Fraction pulled off one of the most thought provoking Civil War tie-in issues that I have read. I’m really shocked. I thought that Fraction would follow the same route as the other writers at Marvel and portray Captain America as the source of everything that is true and right in America. What Fraction delivered in Punisher: War Journal #2 was a wonderful unexpected twist on Captain America’s personal crusade against the Registration Act.
I also dig the addition of Stuart Clarke into this title. Clarke is a great plot tool to supply the Punisher with the endless amount of hi-tech equipment that he is going to require in order to take on various metahuman villains. Plus, the chibi Iron Man androids are hilarious.

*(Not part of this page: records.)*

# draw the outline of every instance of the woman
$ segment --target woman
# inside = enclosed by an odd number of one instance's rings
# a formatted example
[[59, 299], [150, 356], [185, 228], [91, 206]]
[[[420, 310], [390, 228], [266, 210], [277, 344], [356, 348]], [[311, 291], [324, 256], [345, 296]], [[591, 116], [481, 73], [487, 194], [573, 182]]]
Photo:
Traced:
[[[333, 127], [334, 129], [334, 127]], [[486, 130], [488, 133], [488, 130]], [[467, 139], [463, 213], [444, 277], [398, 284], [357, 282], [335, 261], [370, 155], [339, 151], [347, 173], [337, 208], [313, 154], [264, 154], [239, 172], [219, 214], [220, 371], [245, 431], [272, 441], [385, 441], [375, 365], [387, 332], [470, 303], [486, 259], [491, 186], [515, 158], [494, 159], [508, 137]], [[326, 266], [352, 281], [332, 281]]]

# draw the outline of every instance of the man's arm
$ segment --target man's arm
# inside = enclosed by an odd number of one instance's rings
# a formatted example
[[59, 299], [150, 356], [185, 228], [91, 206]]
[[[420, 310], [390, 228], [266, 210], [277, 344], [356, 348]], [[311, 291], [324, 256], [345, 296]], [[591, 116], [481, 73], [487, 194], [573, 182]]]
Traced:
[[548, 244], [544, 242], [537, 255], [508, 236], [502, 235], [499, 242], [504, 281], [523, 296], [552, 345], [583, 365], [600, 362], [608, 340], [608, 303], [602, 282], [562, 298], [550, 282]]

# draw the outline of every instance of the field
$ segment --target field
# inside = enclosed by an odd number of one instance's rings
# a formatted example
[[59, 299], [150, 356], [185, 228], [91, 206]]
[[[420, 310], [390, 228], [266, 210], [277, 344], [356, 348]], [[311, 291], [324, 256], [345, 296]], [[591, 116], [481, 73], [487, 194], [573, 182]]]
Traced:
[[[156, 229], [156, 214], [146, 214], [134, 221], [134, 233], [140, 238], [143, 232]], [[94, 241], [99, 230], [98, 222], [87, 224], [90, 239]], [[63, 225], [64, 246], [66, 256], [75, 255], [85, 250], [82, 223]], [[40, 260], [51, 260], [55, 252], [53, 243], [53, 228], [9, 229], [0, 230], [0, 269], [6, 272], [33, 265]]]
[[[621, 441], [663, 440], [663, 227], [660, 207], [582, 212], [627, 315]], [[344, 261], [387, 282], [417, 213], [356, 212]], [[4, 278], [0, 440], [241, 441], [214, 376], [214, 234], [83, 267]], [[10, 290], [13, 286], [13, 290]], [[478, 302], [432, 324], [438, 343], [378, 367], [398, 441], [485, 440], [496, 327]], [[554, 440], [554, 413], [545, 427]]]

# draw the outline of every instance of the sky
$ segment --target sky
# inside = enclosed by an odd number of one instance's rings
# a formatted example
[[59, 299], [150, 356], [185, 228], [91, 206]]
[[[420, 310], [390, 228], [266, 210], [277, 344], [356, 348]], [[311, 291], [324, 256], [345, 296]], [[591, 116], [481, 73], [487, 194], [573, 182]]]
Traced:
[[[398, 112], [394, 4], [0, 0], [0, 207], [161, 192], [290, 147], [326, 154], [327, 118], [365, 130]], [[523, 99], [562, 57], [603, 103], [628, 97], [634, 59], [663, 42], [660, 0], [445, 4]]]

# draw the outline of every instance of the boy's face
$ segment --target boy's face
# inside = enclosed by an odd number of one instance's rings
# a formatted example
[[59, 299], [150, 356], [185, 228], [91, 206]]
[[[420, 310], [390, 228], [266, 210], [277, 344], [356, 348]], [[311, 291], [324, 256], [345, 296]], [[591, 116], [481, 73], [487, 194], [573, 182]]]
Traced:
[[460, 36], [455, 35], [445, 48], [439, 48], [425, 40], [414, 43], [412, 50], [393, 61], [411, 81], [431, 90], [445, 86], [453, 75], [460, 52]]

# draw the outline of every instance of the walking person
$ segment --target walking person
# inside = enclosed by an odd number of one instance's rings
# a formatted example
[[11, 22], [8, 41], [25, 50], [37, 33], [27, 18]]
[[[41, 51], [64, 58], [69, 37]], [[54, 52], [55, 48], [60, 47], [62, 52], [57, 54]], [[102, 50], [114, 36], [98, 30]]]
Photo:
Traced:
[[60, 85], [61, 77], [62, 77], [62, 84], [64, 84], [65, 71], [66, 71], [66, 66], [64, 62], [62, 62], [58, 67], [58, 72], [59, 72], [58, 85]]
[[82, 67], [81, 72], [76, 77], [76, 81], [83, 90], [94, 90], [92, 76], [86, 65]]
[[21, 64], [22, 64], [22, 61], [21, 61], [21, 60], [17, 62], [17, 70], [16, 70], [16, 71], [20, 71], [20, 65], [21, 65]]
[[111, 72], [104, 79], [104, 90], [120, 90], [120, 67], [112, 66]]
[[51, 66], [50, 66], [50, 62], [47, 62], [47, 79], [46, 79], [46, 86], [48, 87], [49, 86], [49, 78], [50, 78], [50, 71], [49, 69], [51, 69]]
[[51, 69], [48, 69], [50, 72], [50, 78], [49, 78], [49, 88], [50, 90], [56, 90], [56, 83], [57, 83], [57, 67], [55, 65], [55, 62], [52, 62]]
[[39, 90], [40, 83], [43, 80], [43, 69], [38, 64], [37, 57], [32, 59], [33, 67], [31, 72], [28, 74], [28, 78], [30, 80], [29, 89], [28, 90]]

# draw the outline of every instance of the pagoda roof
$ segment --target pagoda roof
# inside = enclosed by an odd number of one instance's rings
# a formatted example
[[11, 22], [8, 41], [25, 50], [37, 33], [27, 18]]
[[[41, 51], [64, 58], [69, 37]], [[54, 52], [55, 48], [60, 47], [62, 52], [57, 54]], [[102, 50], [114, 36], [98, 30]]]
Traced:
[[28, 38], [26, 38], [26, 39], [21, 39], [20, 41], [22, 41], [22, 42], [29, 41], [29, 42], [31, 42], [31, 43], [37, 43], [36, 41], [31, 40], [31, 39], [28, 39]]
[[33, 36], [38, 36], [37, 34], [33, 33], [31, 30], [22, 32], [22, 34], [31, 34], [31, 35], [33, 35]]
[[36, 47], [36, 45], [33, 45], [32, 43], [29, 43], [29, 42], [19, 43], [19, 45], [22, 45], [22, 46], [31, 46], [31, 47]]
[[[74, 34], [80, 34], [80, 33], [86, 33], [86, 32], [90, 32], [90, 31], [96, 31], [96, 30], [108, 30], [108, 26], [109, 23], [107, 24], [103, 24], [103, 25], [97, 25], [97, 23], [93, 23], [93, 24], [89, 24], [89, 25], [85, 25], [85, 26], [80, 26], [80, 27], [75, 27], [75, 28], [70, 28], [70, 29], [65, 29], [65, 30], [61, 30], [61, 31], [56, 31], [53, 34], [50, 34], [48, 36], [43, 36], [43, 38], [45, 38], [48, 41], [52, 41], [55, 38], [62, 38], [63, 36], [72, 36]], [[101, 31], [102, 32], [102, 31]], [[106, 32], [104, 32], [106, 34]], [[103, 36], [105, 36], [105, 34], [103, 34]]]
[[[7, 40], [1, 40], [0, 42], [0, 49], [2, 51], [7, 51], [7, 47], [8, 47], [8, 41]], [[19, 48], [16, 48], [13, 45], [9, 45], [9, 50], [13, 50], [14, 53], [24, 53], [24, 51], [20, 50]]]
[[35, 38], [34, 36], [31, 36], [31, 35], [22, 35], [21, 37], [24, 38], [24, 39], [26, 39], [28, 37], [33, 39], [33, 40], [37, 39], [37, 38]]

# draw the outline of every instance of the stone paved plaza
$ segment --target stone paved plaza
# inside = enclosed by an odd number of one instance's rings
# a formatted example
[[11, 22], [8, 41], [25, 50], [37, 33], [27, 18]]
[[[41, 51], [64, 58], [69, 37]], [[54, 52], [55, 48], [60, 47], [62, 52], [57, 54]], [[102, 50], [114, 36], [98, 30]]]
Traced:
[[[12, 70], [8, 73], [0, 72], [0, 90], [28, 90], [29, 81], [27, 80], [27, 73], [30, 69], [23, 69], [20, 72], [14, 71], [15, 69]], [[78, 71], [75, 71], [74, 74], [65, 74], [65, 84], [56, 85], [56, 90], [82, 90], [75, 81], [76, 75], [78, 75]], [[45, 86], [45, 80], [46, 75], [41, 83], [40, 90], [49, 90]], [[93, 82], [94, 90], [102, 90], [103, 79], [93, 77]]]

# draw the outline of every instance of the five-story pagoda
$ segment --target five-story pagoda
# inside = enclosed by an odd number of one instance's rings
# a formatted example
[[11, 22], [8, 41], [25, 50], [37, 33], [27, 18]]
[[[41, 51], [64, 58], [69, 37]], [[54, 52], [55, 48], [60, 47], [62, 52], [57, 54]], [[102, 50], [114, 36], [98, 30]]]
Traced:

With the end of Punisher: War Journal #2, Fraction has ended his obligatory Civil War tie-in storyline. Now, we can proceed with Bridge’s plot to apprehend the Punisher and the Punisher one man crusade to take down metahuman criminals while the so called super heroes battle on Mount Olympus over the Registration Act.
Olivetti provides plenty of solid artwork. I dig Olivetti’s painted style. It is wonderfully rich in detail and texture. Plus, Olivetti draws one seriously bad-assed Frank Castle.
The Bad: No complaints.
Overall: I’m really digging Fraction and Olivetti’s Punisher. These two men make a great team and are delivering a well done comic book. Fraction has kicked off this new title with a fast start, plenty of action and strong dialogue and character development. That is the perfect formula for a successful new title. If you like your heroes with some attitude and enjoy some serious action then Punisher: War Journal is definitely a title you will like. I certainly recommend giving Punisher: War Journal a try. It is much more than your average action title.
2 thoughts on “Comic Book Review: Punisher: War Journal #2”
great review as always, you nailed down a lot of points about this issue. Besides Civil War #6, I was expecting this issue the most and it wasn’t disappointing. I wonder what is in store for #3.
You know what would be great about drawing these civil war covers? You only have to draw half the cover, but the porbablly pay you for the full cover. thats a sweet deal.